5 Regions of Brazil
Amazonas, Pará, Acre, Rondônia, Roraima, Amapá, and Tocantins.
This region lies mostly within the Amazon basin. Lush, tropical, rain forests largely cover it. As well as the Amazon, there are also numerous other rivers in the area. By volume, this area has the largest concentration of fresh water in the world and one fifth of all the earth's fresh water reserves. There are two main Amazonian cities: Manaus, capital of the State of Amazonas, and Belém, capital of the State of Pará.
The Amazon basin has, since its discovery, offered Europeans a tantalizing vision of ready wealth and natural bounty. Until the mid 19th century, however, the region languished as an economic backwater. The Amazon boomed with the rising demand for rubber in the late 19th century. The population grew more than six times and regional income some 12 times between 1850 and 1910, when the rubber market collapsed.
There was renewed interest in the Amazon's mineral wealth and agricultural potential in the 1960's and 1970's. Changes in legislation governing mineral concessions and the readiness of state companies to form joint ventures with foreign corporations increased exploration and mining. The government sponsored a variety of colonization schemes, all based on the idea that the unpopulated Amazon forest could be a safety valve to satisfy the land-hungry peasants of the northeast.
The government incentives to encourage farming in the Amazon resulted in the region becoming increasingly threatened by environmental problems. Development projects and domestic migration during the 1970's and 1980's led to deforestation of 328,700 sq. km of the region. Fires in the forest became an issue of worldwide concern.
Accordingly, the Brazilian government launched various policies to control development. Fiscal incentives and official credits to livestock and agricultural projects in the area were suspended.

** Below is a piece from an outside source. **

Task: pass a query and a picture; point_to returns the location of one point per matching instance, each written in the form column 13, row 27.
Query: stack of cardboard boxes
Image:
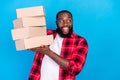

Exportation of timber was also prohibited. Since 1989, the pace of deforestation has been reduced by half, leaving 91.5 percent of the Amazon intact. Today, protection of the Amazon is being monitored by satellite and domestic efforts are being reinforced by the international community through the Pilot Programme for the Protection of the Brazilian Rain Forest, which is sponsored by the European Community, the United States, and a dozen other countries.
North East Region
Maranhão, Piauí, Ceará, Rio Grande do Norte, Paraíba, Pernambuco, Bahia, Alagoas and Sergipe.
Vast stretches of this region, which contains nearly 30 percent of the Brazilian population, are chronically subject to drought. The area has important economic possibilities, however, including sizable oil fields, and in recent years the Federal Government (through the Superintendency for the Development of the Northeast [SUDENE]) has been giving the northeast special attention. Large resources have been allocated to its improvement with considerable success.
Pernambuco and Bahia were the first major centres of colonial Brazil and they still exert a very strong influence on Brazilian culture. Much of what is characteristically Brazilian in music, folklore, cuisine, and social habits originated in this region. The two largest cities in the northeast are Recife and Salvador.
Mato Grosso, Mato Grosso do Sul, Goiás and the Distrito Federal.
This region, covered with extensive savannas and tropical grasslands, is still sparsely populated. Once one of the more isolated areas of the country, this region has experienced a rapid expansion of its rural production and established new industries. The nation's capital, Brasília, founded in 1960, is located in this region. The federal government has set aside vast areas as reservations in the west central region for the native Indian tribes that originally lived on them. Also in this region is the wildlife paradise, the Mato Grosso swamplands (Pantanal Mato-grossense).
South East Region
Rio de Janeiro, São Paulo, Minas Gerais and Espírito Santo
The highly industrialised areas around the cities of São Paulo, Rio de Janeiro, and Belo Horizonte form the economic hub of Brazil. The majority of the country's population is concentrated in this region.
São Paulo and Rio de Janeiro are the traditional base for manufacturing and commerce in Brazil although their dominance has reduced. São Paulo in particular remains the commercial centre of the country.
The area is rich in minerals and its agriculture is the most advanced in the country, producing coffee and grains for export, as well as a variety of both fresh and processed foodstuffs, milk, and meat for domestic consumption.
Paraná, Santa Catarina and Rio Grande do Sul.
This region is highly developed. As in the South East Region, there is a balance between the rural and the manufacturing sectors. Toward the south, the plateau drops to the wide plains called pampas, where the traditional grazing activities produced the gaúcho, the Brazilian equivalent of the cowboy. In the west, located on the border between Brazil and Argentina, is Iguaçu Falls, one of the most beautiful natural wonders in the world.
Less than 12 miles (20 km) away, on the Paraná River that separates Brazil and Paraguay is Itaipu, the largest hydroelectric dam in the world. The largest city in this region is Porto Alegre, capital of Rio Grande do Sul, Brazil's southernmost state.